CWD is a slow, always-fatal neurological disease caused by misfolded proteins called prions. It spreads through direct contact and contaminated soil, and there is no cure or vaccine. Research suggests that when CWD prevalence in an area exceeds 25 to 30%, the deer population cannot sustain itself. A study in Arkansas documented an average 17% annual decline in deer density across three study sites with high CWD prevalence, with males declining about 23% per year and females about 15%. In Colorado, mule deer numbers dropped an estimated 45% over 20 years in an area where roughly one in four deer was infected, even though habitat was suitable and hunting pressure was minimal.

CWD is especially concerning because it doesn’t burn through a population quickly and disappear. It persists in the environment for years, continuing to infect new animals long after initial outbreaks.

Epizootic Hemorrhagic Disease

EHD is a viral disease spread by tiny biting midges, not from deer to deer. It strikes in late summer and early fall and can kill an infected deer within days. Outbreaks tend to be worst when a wet spring (which breeds large midge populations) is followed by a hot, dry summer that concentrates deer around shrinking water sources. The first hard frost kills the midges and stops transmission entirely.

EHD outbreaks can be intense but localized. A single outbreak might kill dozens of deer around one creek bottom while leaving deer a few miles away untouched. Unlike CWD, EHD has not been shown to cause lasting population-level declines, though local herds may take a few years to recover.

Winter Starvation and the Fat Reserve Clock

Cold weather kills deer through a slow process of energy depletion rather than from the cold itself. Adult deer routinely lose up to 20% of their body weight over winter, and this happens regardless of how much food is available. During winter months, deer derive as much as 40% of their daily energy from stored fat tissue. If those fat reserves run out before spring green-up arrives, the deer dies.

This is why biologists discourage feeding deer in winter. A deer’s digestive system adjusts to a winter diet of woody browse over several weeks, and suddenly introducing corn or other rich foods can cause fatal digestive problems. The real determinant of winter survival is how much fat the deer stored during the previous fall, which depends on summer and autumn food quality, not what’s available in January.

Winter kill is most significant in northern states and Canadian provinces with prolonged snow cover.

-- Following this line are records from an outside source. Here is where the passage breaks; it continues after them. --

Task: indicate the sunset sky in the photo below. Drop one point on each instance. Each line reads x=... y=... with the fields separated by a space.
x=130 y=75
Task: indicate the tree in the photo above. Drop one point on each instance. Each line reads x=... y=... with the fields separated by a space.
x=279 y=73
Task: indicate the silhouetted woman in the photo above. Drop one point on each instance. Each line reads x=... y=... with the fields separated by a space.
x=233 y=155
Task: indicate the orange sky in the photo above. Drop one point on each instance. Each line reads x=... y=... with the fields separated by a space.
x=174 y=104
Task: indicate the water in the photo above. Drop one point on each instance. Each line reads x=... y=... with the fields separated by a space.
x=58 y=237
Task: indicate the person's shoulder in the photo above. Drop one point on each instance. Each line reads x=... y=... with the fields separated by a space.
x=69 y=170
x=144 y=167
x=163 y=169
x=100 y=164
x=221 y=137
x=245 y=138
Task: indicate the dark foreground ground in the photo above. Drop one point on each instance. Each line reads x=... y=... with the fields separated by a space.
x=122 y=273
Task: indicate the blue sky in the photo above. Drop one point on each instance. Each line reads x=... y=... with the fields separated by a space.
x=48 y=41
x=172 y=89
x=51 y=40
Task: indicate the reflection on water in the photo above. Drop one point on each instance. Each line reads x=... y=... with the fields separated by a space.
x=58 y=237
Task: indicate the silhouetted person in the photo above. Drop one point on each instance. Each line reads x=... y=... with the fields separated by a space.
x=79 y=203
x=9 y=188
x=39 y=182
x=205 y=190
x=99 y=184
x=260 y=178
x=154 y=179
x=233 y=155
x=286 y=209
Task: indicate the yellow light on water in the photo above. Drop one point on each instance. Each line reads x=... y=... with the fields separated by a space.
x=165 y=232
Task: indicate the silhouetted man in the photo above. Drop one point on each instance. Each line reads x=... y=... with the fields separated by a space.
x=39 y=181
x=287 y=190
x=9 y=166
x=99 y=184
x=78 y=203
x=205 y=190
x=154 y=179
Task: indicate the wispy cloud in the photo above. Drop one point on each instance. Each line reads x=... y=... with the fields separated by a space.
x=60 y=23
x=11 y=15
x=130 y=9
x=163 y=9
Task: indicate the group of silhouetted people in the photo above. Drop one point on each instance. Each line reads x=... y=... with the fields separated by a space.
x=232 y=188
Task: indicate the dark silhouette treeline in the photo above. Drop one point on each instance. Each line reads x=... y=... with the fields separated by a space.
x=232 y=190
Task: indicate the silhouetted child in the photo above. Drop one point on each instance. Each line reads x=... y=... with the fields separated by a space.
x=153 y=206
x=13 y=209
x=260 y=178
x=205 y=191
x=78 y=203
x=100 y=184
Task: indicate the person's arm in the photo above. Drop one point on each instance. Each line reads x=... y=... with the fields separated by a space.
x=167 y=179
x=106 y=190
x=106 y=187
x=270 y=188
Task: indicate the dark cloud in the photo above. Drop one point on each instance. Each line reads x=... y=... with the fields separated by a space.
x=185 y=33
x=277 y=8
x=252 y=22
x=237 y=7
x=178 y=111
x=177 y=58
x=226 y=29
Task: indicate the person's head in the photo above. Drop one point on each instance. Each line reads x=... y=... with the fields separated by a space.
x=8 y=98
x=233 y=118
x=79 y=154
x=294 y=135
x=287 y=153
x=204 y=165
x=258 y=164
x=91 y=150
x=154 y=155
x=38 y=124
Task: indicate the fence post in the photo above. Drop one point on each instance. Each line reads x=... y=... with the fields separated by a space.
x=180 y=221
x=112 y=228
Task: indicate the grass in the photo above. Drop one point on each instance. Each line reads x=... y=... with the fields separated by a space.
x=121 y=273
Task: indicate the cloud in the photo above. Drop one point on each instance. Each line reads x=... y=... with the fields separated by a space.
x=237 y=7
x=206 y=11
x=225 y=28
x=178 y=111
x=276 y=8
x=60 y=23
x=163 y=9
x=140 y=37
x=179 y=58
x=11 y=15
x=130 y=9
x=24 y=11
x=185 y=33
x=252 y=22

Deep snow makes it physically exhausting for deer to move, burning calories faster while also burying the browse they depend on. In severe winters, fawns and older deer are the first to succumb.

Fences and Other Infrastructure

A less obvious but real source of deer mortality is fencing along roads, farms, and rangeland. A study in Colorado and Utah found an average of 0.25 ungulate deaths per kilometer of wire fence per year. Animals typically die by getting caught between the top two wires while attempting to jump. Juveniles are eight times more likely to die in fences than adults, and woven-wire fences topped with a single strand of barbed wire are the most lethal design.

While fence deaths don’t rival predation or hunting in overall numbers, they add up across the millions of miles of fencing that crisscross North American landscapes. For individual properties, switching to wildlife-friendly fence designs with a smooth top wire and adequate spacing can significantly reduce these deaths.